There are other books—long ones—on this subject. However, they are written for advanced readers. This book is intended for existing investors and non-investors—younger adults and others who avoid financial planning as too complicated or scary, as well as older adults who feel it’s now too late to start investing. It is also aimed at those who are already investing to a small degree—perhaps through a 401(k) or similar program—but who are unhappy or frustrated in their progress towards greater wealth.

Most of all, the book is intended for those who believe investing is too arcane for them, when it is actually something a financial newcomer can master. My goal is to help you understand the consequences of spending and investment decisions—whether they be the small, incremental ones, or the large major ones. By slowing down and reflecting on these consequences, rather than acting reactively or “intuitively,” you will be on a path to spending your way to wealth.

Special Note

While the mathematical calculations utilized in this book are straightforward and uncomplicated, a brief explanation will aid you in better understanding them:

When the book discusses current and future expenses associated with a particular item, it automatically adjusts each future year’s expenditure for that item by an estimated inflation factor (3%). Thus, something which costs $1.00 today will cost $1.03 next year, $1.061 the following year, and so on.

Similarly, when the book discusses the possible future value of an investment of $1.00 in an S&P 500 Index fund (which has historically returned an average of 10% per year over an extended period of time), it shows the value of the invested $1.00 will likely be worth $1.10, the following year, $1.21 the following year, and so on.

The calculations in the book were derived from future-value tables similar to those used for the online Investorship calculator. They have been checked for accuracy by significantly credentialed individuals (accountants and financial consultants) whose calculation methodology may differ slightly based on minor formulation differences.

American consumers (people like us) are among the greatest financial spenders in the world. Certainly, we are among the most practiced. We spend more frequently on more things, in larger amounts and in greater quantities than almost anyone else on earth. Regrettably, most of this spending is at the expense of spending on our future financial security. Since this problem tends not to manifest itself immediately, the magnitude of the problem increases each year until it ultimately may be unmanageable.

The purpose of this book is to help the reader understand the problems that arise out of spending unchecked by reflection on long-term consequences, and to modify their spending practices in ways that make their future spending the cause of financial wealth.

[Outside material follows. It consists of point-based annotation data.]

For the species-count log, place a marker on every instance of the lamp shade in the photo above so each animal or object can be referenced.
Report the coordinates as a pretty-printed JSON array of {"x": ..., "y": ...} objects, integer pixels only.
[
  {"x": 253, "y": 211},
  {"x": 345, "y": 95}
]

This book is not intended to deprive us of the pleasure and satisfaction of spending. Rather, its purpose is to alert us to the forfeiture of enormous future financial wealth that is the likely consequence of the way we often spend—unconsciously mis-allocating our dollars.  In pointing out this forfeiture, the book also shows the magnitude of potential future financial wealth that will result from a revised allocation of our spending dollars.